Desta troca de palavras, José Luís Carneiro, secretário-geral adjunto do PS, interpretou que Rio estava a “negociar em direto e ao vivo” uma cedência na “proibição da prisão perpétua” com Ventura, acusando-o de populismo. “Rui Rio cedeu ao populismo e atravessou uma fronteira daquilo que é aceitável, em face dos nossos valores constitucionais (…). Esteve hoje [segunda-feira] a negociar em directo e ao vivo com o doutor André Ventura e admitiu ceder numa matéria tão sensível como a prisão perpétua”, disse à Lusa ainda na noite de debate.
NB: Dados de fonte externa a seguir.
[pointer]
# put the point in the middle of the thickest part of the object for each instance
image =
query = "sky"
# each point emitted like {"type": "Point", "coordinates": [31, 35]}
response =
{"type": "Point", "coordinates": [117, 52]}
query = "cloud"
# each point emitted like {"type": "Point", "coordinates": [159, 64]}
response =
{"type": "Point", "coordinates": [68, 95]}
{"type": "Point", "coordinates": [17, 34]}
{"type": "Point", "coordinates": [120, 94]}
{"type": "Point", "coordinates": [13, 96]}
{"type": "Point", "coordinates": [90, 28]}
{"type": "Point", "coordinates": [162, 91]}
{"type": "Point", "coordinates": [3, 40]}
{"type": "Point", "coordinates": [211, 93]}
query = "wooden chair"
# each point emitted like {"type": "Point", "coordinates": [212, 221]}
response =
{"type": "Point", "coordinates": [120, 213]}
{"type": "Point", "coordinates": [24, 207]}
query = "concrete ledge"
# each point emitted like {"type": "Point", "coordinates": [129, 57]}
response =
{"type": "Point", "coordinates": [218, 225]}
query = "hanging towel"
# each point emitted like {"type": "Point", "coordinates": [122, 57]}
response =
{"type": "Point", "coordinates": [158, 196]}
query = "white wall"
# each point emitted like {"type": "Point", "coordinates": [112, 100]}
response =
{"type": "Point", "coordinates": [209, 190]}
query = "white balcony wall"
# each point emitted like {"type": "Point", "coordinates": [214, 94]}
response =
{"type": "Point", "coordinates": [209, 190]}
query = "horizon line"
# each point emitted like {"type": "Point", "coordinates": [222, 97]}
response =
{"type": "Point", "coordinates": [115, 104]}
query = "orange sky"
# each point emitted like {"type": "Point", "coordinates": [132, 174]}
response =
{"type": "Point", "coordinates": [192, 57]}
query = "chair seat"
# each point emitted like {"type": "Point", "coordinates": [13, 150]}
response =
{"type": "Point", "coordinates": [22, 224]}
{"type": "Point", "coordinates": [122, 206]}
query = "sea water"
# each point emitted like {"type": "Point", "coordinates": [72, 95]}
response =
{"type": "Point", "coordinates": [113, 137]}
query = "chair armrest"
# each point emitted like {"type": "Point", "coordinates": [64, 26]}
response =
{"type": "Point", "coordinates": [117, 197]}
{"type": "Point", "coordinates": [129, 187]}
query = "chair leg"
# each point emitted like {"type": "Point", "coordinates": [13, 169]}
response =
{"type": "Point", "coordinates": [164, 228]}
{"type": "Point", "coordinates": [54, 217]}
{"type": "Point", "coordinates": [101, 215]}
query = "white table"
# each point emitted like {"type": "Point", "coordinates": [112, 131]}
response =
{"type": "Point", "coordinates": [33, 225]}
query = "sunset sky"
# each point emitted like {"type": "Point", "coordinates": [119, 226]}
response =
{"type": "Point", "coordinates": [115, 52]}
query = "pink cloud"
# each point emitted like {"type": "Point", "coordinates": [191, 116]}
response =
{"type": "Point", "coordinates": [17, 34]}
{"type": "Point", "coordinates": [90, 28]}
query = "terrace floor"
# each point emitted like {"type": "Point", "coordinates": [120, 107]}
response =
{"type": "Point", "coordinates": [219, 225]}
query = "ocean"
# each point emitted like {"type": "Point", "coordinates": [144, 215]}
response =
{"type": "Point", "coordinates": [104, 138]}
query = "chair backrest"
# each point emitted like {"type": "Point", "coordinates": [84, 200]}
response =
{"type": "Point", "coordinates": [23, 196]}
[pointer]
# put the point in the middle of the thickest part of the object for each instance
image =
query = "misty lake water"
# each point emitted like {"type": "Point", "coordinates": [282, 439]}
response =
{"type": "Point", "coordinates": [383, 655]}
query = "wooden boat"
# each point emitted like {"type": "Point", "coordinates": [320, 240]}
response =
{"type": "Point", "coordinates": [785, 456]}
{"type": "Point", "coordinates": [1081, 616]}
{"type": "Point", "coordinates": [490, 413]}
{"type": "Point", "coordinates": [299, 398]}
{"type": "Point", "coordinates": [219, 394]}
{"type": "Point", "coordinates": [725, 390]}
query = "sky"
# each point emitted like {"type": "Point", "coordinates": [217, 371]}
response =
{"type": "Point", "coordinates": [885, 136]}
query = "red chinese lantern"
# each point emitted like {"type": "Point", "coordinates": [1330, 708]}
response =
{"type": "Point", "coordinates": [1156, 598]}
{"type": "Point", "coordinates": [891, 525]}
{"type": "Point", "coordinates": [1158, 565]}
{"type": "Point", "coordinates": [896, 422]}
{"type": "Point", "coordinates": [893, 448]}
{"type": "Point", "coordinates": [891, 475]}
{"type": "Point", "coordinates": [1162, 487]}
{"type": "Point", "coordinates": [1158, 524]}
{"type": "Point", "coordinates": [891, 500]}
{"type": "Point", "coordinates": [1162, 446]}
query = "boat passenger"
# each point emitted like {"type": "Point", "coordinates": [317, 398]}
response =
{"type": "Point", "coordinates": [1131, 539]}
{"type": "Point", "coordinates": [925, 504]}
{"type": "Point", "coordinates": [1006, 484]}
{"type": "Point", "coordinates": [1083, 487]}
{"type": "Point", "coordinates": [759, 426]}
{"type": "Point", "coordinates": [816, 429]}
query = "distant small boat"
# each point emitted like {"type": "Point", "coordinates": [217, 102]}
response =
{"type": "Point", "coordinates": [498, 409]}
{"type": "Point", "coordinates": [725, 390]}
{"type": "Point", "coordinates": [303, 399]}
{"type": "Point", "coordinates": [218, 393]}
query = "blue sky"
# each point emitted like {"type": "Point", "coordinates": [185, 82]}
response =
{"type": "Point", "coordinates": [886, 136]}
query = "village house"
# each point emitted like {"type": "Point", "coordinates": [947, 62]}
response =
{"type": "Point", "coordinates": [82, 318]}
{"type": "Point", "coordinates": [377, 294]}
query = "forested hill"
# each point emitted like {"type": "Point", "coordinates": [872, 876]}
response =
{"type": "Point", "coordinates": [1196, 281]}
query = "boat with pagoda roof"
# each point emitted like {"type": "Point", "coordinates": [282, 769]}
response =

Passou a noite, surgiu o dia. José Silvano, secretário-geral do PSD, respondeu a José Luís Carneiro, afirmando que o PS está desesperado e que “vê fantasmas com ligações à extrema-direita para que o eleitorado do centro não vote em Rui Rio”.
Perto da hora de almoço, António Costa entra na discussão e a parada – que até agora tinha ficado pelos números dois – sobe de tom. O secretário-geral do PS publicou um vídeo em que visava Rio por ter admitido, “por conveniência ou necessidade eleitoral”, equacionar “as diferentes modalidades para restabelecer a pena de prisão perpétua” em Portugal. Vestindo a farda “humanista” – que é “tradição” portuguesa e está na matriz do o nosso código penal –, Costa notou não podermos ceder, “em circunstância alguma”, nos “princípios ou nos valores”, sendo que “o combate ao populismo exige linhas vermelhas inultrapassáveis” e que “os valores do humanismo que inspiram a nossa sociedade não são transacionáveis”. E rematou: “Um político responsável tem sempre os seus princípios e os nossos valores no centro”. Mas o ping-pong não ficou por aqui.
Passadas duas horas da publicação do vídeo de Costa, a Secretaria-Geral do PSD fez chegar às redações uma declaração que “relembrava” que “em política não pode valer tudo”, pedindo ao “PS (e à empresa de marketing que o inspira), para que se mantenha a serenidade e se faça uma campanha séria, esclarecedora e em torno das ideias que cada um defende para o país”. Considerou, ainda, a reação de António Costa “inédita”, acusando-o de “deturpar” as afirmações do presidente do PSD “numa clara tentativa de enganar os portugueses, colocando na sua boca o que nunca disse”. Os sociais-democratas criticaram, também, a declaração de José Luís Carneiro, considerando-a “enganadora”. A minuta deixa ainda “um sério aviso à continuação deste tipo de prática”, observando que “não contribui em nada para a dignificação do debate político” e que pode “levar a uma campanha de informação”.
Por fim, não poderia haver festa sem que Rui Rio – o próprio – se lhe juntasse. Fê-lo através do Twitter, partilhando o vídeo de Costa e comentando, em tom irónico que se o último “continuar a deturpar desta forma” o que ele diz, “mais uma semana” e estará a acusá-lo “de defender que as mulheres devem andar de burca”. O debate entre os dois candidatos será na quinta-feira 13 de janeiro, às 21h00, em simultâneo na RTP1, SIC e TVI.